In this particular case we’ll make an exception: VMware just informed its partners that it will exhibit at the Oracle OpenWorld 2009.

This is not the first time that VMware shows up at that event, but it certainly is the first time that VMware and Oracle are in harsh, direct competition.

It doesn’t matter if the Oracle presence in the virtualization space is today near zero.
The experience of the CEO Paul Maritz as a former Microsoft top executive should allow VMware to not underestimate the virtualization stack that Oracle has the potential to build (Oracle VM + Virtual Iron + Sun VM Server + everything else came with the two acquisitions).

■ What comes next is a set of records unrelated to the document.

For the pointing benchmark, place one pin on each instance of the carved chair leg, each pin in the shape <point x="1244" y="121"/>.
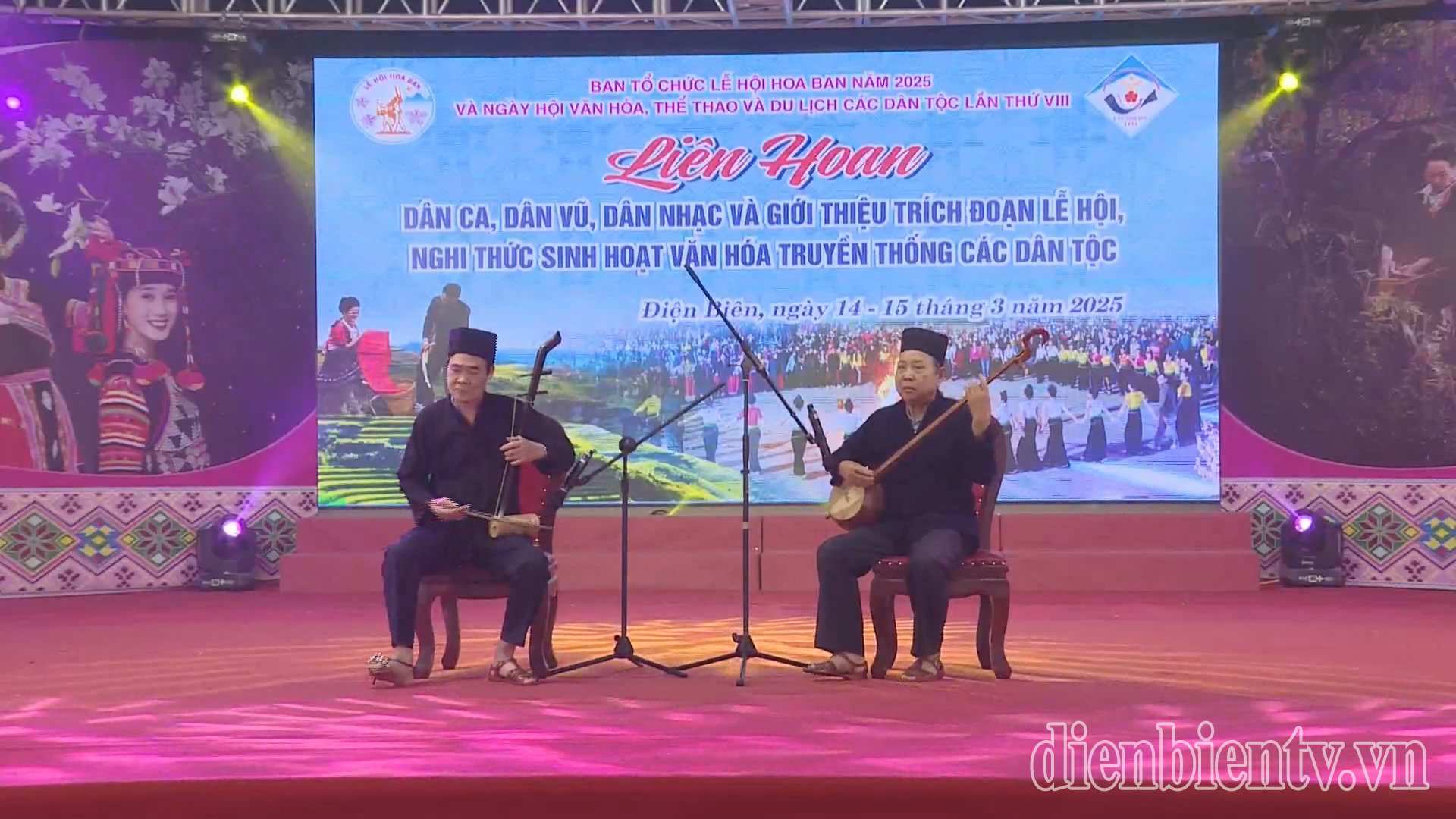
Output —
<point x="536" y="640"/>
<point x="1001" y="613"/>
<point x="983" y="632"/>
<point x="424" y="635"/>
<point x="551" y="630"/>
<point x="883" y="617"/>
<point x="450" y="608"/>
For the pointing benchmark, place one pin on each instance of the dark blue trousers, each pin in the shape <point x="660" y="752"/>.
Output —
<point x="440" y="547"/>
<point x="845" y="558"/>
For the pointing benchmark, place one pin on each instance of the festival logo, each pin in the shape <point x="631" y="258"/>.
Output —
<point x="1131" y="95"/>
<point x="392" y="107"/>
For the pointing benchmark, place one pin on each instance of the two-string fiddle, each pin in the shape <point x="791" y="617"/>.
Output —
<point x="528" y="523"/>
<point x="852" y="507"/>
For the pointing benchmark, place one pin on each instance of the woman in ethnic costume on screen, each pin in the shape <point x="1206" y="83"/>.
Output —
<point x="36" y="425"/>
<point x="147" y="417"/>
<point x="343" y="390"/>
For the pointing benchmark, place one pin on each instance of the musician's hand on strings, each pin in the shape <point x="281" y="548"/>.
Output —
<point x="979" y="401"/>
<point x="856" y="474"/>
<point x="520" y="450"/>
<point x="446" y="509"/>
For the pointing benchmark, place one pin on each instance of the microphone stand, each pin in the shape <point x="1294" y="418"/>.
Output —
<point x="746" y="651"/>
<point x="622" y="649"/>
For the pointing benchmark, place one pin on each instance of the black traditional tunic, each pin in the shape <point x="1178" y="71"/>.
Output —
<point x="447" y="457"/>
<point x="930" y="488"/>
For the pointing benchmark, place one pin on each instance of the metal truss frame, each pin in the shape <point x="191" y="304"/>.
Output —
<point x="637" y="15"/>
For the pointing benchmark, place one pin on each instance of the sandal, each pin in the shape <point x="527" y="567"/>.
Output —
<point x="839" y="667"/>
<point x="388" y="670"/>
<point x="924" y="670"/>
<point x="510" y="670"/>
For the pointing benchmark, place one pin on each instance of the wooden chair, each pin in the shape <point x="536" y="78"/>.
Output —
<point x="536" y="491"/>
<point x="983" y="575"/>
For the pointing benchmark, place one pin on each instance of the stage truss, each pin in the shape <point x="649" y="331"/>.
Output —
<point x="679" y="15"/>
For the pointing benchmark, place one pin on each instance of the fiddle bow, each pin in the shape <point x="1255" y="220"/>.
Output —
<point x="528" y="523"/>
<point x="852" y="507"/>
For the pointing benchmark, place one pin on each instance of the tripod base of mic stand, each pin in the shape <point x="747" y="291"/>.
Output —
<point x="746" y="651"/>
<point x="623" y="651"/>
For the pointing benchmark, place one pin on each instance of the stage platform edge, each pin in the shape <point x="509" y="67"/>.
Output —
<point x="1194" y="550"/>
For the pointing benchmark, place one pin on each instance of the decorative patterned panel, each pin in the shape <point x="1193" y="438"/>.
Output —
<point x="61" y="542"/>
<point x="1394" y="534"/>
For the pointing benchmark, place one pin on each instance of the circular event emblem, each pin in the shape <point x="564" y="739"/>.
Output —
<point x="392" y="107"/>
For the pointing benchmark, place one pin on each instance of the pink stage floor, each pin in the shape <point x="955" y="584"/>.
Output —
<point x="184" y="686"/>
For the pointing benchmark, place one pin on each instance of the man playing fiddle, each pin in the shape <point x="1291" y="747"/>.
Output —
<point x="455" y="463"/>
<point x="929" y="510"/>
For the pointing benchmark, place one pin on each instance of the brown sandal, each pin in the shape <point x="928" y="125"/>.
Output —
<point x="830" y="668"/>
<point x="388" y="670"/>
<point x="510" y="670"/>
<point x="924" y="670"/>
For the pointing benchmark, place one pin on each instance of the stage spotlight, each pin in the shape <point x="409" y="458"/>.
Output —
<point x="226" y="554"/>
<point x="1310" y="551"/>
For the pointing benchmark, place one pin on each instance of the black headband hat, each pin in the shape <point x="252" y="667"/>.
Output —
<point x="471" y="341"/>
<point x="927" y="341"/>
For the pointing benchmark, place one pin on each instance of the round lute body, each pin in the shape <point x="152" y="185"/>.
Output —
<point x="852" y="507"/>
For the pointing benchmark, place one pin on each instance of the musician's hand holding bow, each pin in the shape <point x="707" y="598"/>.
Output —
<point x="520" y="450"/>
<point x="446" y="509"/>
<point x="979" y="401"/>
<point x="856" y="474"/>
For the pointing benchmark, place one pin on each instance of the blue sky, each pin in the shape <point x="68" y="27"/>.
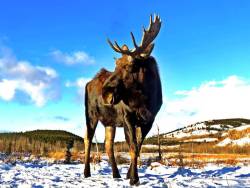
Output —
<point x="50" y="49"/>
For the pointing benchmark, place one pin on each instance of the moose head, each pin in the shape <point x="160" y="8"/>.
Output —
<point x="129" y="75"/>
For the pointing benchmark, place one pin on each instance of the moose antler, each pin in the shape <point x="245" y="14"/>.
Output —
<point x="146" y="45"/>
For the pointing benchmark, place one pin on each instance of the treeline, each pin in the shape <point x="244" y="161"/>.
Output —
<point x="39" y="142"/>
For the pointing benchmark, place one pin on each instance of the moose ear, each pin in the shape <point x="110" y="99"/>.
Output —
<point x="146" y="53"/>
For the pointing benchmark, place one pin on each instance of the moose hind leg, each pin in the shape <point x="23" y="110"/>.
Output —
<point x="109" y="145"/>
<point x="91" y="126"/>
<point x="133" y="151"/>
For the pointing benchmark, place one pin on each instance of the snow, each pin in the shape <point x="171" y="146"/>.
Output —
<point x="240" y="142"/>
<point x="45" y="174"/>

Considering this, it will be interesting to see if Oracle will confine VMware in a 10’x10’ booth, just like VMware did with Microsoft and Citrix at the last VMworld.

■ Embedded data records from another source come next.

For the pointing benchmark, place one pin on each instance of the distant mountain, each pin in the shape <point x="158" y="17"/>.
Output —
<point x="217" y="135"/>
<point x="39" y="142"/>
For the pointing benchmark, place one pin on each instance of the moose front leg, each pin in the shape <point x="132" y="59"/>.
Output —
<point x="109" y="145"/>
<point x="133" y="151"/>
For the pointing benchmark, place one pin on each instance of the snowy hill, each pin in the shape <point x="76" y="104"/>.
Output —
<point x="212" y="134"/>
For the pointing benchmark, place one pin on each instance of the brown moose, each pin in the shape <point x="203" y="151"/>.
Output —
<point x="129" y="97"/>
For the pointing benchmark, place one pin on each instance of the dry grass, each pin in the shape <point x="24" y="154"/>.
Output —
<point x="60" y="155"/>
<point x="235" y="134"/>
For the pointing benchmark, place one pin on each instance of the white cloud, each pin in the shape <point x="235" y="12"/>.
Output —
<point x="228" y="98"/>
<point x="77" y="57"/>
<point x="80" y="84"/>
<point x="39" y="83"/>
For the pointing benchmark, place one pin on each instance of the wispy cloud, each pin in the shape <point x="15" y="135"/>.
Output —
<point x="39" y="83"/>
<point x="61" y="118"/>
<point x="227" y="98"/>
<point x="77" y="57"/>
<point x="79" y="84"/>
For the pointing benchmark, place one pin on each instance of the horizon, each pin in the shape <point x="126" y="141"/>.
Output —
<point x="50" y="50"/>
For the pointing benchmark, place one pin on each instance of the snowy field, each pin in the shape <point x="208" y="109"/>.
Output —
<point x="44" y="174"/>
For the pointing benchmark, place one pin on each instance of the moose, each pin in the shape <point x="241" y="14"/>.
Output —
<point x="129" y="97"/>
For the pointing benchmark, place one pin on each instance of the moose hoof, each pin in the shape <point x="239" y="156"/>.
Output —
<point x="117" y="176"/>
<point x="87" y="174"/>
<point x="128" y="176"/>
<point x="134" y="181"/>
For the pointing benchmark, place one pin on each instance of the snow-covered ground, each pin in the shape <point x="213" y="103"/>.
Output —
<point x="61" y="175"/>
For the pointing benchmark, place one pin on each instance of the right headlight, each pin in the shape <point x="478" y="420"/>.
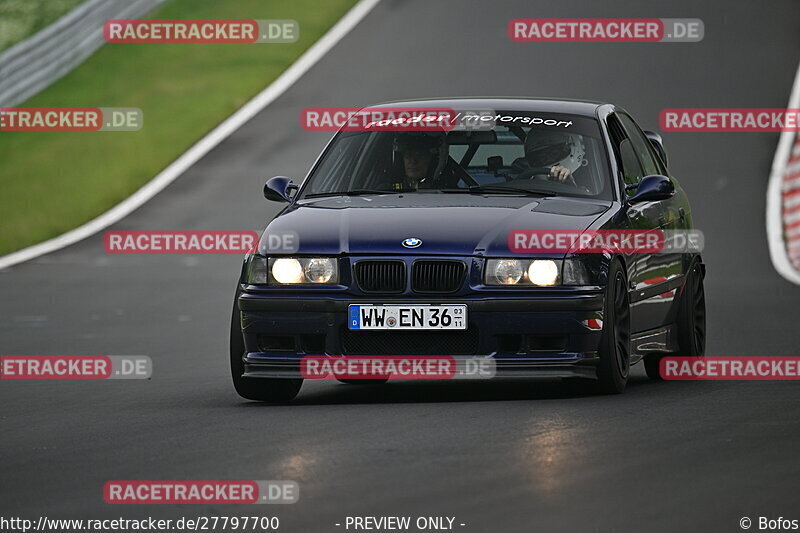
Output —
<point x="536" y="272"/>
<point x="303" y="271"/>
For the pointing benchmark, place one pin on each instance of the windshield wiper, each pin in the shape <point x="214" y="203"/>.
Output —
<point x="502" y="190"/>
<point x="354" y="192"/>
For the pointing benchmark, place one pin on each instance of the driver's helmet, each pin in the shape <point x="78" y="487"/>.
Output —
<point x="548" y="148"/>
<point x="433" y="142"/>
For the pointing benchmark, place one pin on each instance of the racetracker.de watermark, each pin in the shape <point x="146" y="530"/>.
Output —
<point x="606" y="30"/>
<point x="202" y="492"/>
<point x="201" y="31"/>
<point x="397" y="367"/>
<point x="652" y="241"/>
<point x="180" y="242"/>
<point x="75" y="367"/>
<point x="71" y="119"/>
<point x="730" y="119"/>
<point x="730" y="368"/>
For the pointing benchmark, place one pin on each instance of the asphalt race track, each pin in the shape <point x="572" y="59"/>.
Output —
<point x="501" y="456"/>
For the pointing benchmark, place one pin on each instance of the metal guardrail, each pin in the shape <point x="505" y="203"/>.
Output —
<point x="31" y="65"/>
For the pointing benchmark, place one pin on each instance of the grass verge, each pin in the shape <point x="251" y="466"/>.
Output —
<point x="51" y="182"/>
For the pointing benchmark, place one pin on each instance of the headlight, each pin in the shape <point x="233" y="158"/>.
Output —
<point x="257" y="270"/>
<point x="303" y="270"/>
<point x="529" y="272"/>
<point x="319" y="270"/>
<point x="505" y="271"/>
<point x="287" y="270"/>
<point x="576" y="273"/>
<point x="543" y="272"/>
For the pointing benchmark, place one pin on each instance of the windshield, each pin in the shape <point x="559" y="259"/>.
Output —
<point x="520" y="153"/>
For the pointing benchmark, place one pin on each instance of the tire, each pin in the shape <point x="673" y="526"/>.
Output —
<point x="690" y="323"/>
<point x="259" y="389"/>
<point x="615" y="340"/>
<point x="381" y="381"/>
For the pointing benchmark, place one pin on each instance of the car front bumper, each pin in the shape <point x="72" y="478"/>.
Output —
<point x="532" y="336"/>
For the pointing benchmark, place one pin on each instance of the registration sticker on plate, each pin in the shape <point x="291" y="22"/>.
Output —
<point x="375" y="316"/>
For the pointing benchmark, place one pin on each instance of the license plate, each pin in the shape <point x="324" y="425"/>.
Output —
<point x="375" y="316"/>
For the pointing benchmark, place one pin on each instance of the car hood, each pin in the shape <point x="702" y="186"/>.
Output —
<point x="453" y="224"/>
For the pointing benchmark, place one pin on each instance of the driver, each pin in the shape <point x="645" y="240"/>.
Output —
<point x="419" y="158"/>
<point x="554" y="153"/>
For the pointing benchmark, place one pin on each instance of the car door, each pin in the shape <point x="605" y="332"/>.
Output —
<point x="644" y="276"/>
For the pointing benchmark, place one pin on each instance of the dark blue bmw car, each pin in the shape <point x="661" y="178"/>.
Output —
<point x="397" y="243"/>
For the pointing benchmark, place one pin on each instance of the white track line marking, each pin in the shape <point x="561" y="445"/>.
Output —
<point x="786" y="147"/>
<point x="204" y="145"/>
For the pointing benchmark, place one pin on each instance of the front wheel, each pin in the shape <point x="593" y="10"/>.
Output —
<point x="615" y="340"/>
<point x="259" y="389"/>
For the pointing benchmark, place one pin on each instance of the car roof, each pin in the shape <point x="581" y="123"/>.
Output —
<point x="554" y="105"/>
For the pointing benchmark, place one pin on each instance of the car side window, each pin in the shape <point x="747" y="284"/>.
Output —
<point x="641" y="144"/>
<point x="632" y="170"/>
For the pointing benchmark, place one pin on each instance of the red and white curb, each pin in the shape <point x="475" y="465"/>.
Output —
<point x="783" y="200"/>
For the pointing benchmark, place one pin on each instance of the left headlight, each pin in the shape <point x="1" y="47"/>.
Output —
<point x="303" y="270"/>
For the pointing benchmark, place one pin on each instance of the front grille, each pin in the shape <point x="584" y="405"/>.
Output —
<point x="381" y="276"/>
<point x="437" y="276"/>
<point x="463" y="342"/>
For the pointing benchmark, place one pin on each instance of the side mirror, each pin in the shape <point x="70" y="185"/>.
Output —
<point x="278" y="188"/>
<point x="658" y="144"/>
<point x="652" y="189"/>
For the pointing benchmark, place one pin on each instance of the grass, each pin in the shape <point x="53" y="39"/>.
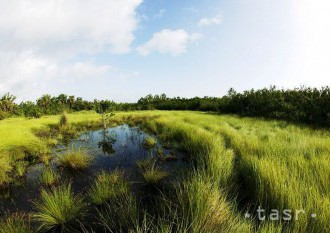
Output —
<point x="269" y="163"/>
<point x="15" y="224"/>
<point x="49" y="177"/>
<point x="5" y="168"/>
<point x="75" y="159"/>
<point x="108" y="186"/>
<point x="59" y="210"/>
<point x="120" y="214"/>
<point x="149" y="142"/>
<point x="151" y="174"/>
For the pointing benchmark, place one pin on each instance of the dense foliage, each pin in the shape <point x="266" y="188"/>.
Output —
<point x="305" y="105"/>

While VMware called the new event restrictions a standard practice for an industry trade show, pretty much everybody that visited the VMworld exhibit floor could easily recognize that the only two companies impacted were its major and most dangerous competitors.

At VMworld 2009 Red Hat exposed its upcoming KVM-based virtualization offering, which competes with VMware in almost every possible way (from server consolidation to VDI). And yet no restrictions were applied to them.
At the same time, at VMworld 2009 Symantec exposed its upcoming Endpoint Virtualization Suite, which competes with VMware in every possible way (from application virtualization to software streaming to persona management). And yet no restrictions were applied to them.
The list may go on and include at least Novell/PlateSpin, which compete with VMware on the platform, on the enterprise management (including P2V migration tools and capacity planning tools) and on the virtual data center orchestration segments.

It will be interesting to see if Oracle uses the same language VMware uses, and what kind of message will deliver with that language.

Update: By the way, Oracle has a rich agenda around virtualization for this edition of OpenWorld. And it includes many Sun technologies.